Nach einer Online-Anamnese prüft der Facharzt in einer Videosprechstunde die medizinische Indikation. Bei positiver Bewertung wird ein Rezept ausgestellt und an eine Partnerapotheke übermittelt. Die Auslieferung erfolgt deutschlandweit innerhalb weniger Werktage. Begleitende Termine sichern die richtige Dosierung.

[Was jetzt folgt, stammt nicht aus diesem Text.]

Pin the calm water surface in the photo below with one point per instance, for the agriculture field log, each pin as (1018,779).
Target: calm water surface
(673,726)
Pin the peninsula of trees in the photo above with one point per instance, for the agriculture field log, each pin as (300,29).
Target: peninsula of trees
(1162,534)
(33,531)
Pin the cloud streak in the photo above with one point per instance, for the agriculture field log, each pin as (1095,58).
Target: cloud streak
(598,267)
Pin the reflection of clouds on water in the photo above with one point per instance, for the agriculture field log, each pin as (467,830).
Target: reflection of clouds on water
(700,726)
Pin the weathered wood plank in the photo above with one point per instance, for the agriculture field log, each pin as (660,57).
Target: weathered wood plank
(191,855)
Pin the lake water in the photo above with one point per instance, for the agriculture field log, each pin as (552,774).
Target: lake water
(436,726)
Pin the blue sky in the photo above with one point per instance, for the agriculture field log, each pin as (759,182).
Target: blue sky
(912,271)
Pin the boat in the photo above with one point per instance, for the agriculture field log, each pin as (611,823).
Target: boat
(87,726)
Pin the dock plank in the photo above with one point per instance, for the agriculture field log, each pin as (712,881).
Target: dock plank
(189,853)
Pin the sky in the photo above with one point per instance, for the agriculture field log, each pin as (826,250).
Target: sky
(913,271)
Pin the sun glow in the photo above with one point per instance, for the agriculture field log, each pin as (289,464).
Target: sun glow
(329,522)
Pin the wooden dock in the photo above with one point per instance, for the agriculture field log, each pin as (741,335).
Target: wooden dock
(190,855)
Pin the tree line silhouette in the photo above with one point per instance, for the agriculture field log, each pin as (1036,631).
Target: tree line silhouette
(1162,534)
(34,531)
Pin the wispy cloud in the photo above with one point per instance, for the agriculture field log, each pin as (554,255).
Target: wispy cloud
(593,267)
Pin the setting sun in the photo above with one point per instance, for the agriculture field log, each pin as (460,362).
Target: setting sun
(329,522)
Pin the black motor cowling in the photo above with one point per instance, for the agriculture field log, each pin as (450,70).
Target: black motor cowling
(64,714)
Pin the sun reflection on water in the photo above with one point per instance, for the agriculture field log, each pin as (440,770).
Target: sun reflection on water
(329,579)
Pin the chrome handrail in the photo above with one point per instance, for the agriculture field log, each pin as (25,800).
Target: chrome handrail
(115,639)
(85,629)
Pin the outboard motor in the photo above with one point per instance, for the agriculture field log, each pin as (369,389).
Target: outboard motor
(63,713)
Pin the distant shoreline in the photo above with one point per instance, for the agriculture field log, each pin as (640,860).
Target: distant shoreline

Was kostet eine Cannabis-Therapie?
Erstkonsultation zum Selbstzahler-Tarif verfügbar. Die Medikamentenkosten variieren je nach Sorte und Menge (typisch 8–12 € pro Gramm Blüten). Bei gesetzlicher Krankenkasse ist eine Erstattung nach §31 Abs. 6 SGB V möglich, erfordert aber einen Antrag.
Was ist der Unterschied zwischen THC und CBD?

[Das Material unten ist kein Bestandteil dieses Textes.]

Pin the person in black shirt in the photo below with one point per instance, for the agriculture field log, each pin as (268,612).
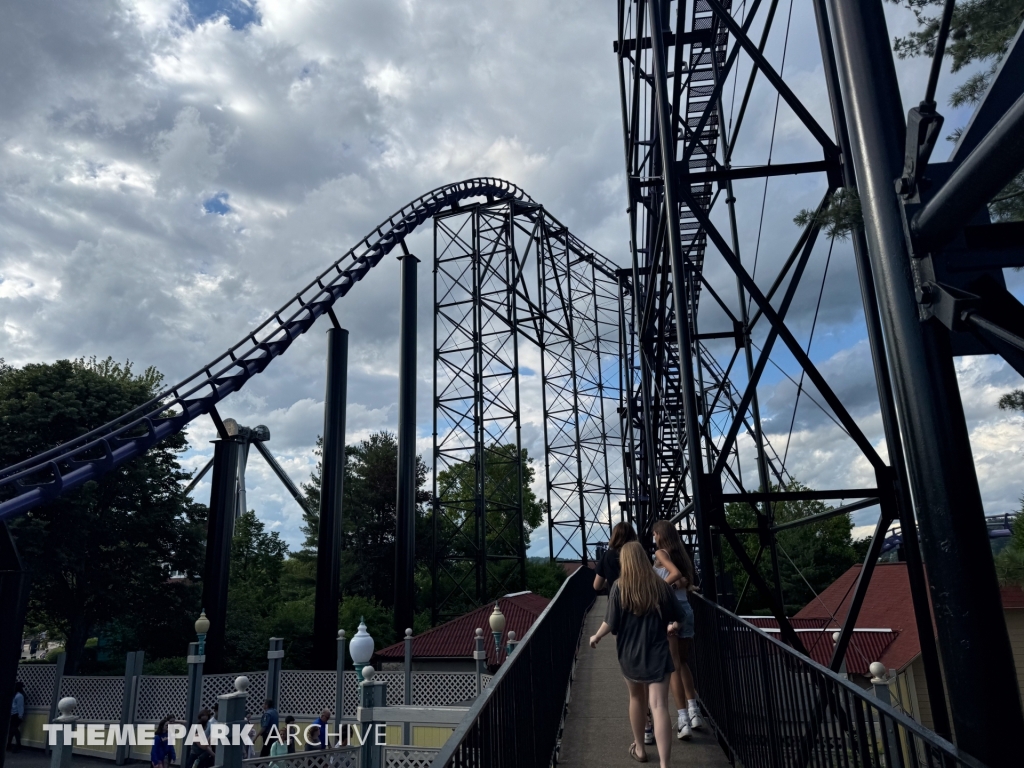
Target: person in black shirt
(607,566)
(642,611)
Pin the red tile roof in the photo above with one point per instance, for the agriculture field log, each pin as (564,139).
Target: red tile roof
(456,639)
(887,605)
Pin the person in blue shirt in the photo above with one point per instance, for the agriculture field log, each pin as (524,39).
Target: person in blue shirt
(268,727)
(162,754)
(16,717)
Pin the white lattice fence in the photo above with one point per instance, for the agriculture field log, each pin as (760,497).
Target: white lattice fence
(161,695)
(98,698)
(442,688)
(306,693)
(401,757)
(345,757)
(218,685)
(38,682)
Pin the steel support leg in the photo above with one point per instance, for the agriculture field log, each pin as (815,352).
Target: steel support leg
(13,602)
(220,527)
(973,639)
(332,492)
(404,538)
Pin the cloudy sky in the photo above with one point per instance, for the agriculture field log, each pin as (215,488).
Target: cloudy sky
(171,172)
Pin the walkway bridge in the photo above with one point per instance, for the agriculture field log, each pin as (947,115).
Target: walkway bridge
(650,371)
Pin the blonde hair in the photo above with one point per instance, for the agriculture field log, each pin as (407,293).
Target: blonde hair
(640,590)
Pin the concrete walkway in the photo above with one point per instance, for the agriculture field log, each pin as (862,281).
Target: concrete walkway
(597,728)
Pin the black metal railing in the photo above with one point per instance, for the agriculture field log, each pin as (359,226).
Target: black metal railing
(516,720)
(773,707)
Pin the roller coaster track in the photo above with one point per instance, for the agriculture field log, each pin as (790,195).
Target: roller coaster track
(26,484)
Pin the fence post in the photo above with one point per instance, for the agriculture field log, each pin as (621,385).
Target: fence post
(407,727)
(339,698)
(274,655)
(480,656)
(232,714)
(133,669)
(55,695)
(60,757)
(194,697)
(372,694)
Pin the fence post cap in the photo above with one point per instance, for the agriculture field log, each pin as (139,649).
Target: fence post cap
(67,706)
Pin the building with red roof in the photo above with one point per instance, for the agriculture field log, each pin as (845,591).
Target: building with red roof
(450,646)
(886,631)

THC (Tetrahydrocannabinol) ist psychoaktiv und wirkt schmerzlindernd, appetitanregend und muskelrelaxierend. CBD (Cannabidiol) ist nicht psychoaktiv und wirkt entzündungshemmend, angstlösend und antikonvulsiv. Die Therapieauswahl richtet sich nach Indikation, Wirkprofil und individueller Verträglichkeit.
Darf ich mit medizinischem Cannabis Auto fahren?
Ja, Patienten mit einer ärztlichen Verschreibung dürfen am Straßenverkehr teilnehmen, sofern die Fahrtüchtigkeit nicht beeinträchtigt ist. Empfehlenswert ist ein Attest und Rezept im Fahrzeug für etwaige Verkehrskontrollen.
Kann ich Cannabis als Medizin von der Steuer absetzen?
Ja, Aufwendungen für medizinisches Cannabis können als außergewöhnliche Belastung steuerlich geltend gemacht werden, sofern Rezept und Quittungen vorliegen und der Eigenanteil die zumutbare Belastung übersteigt.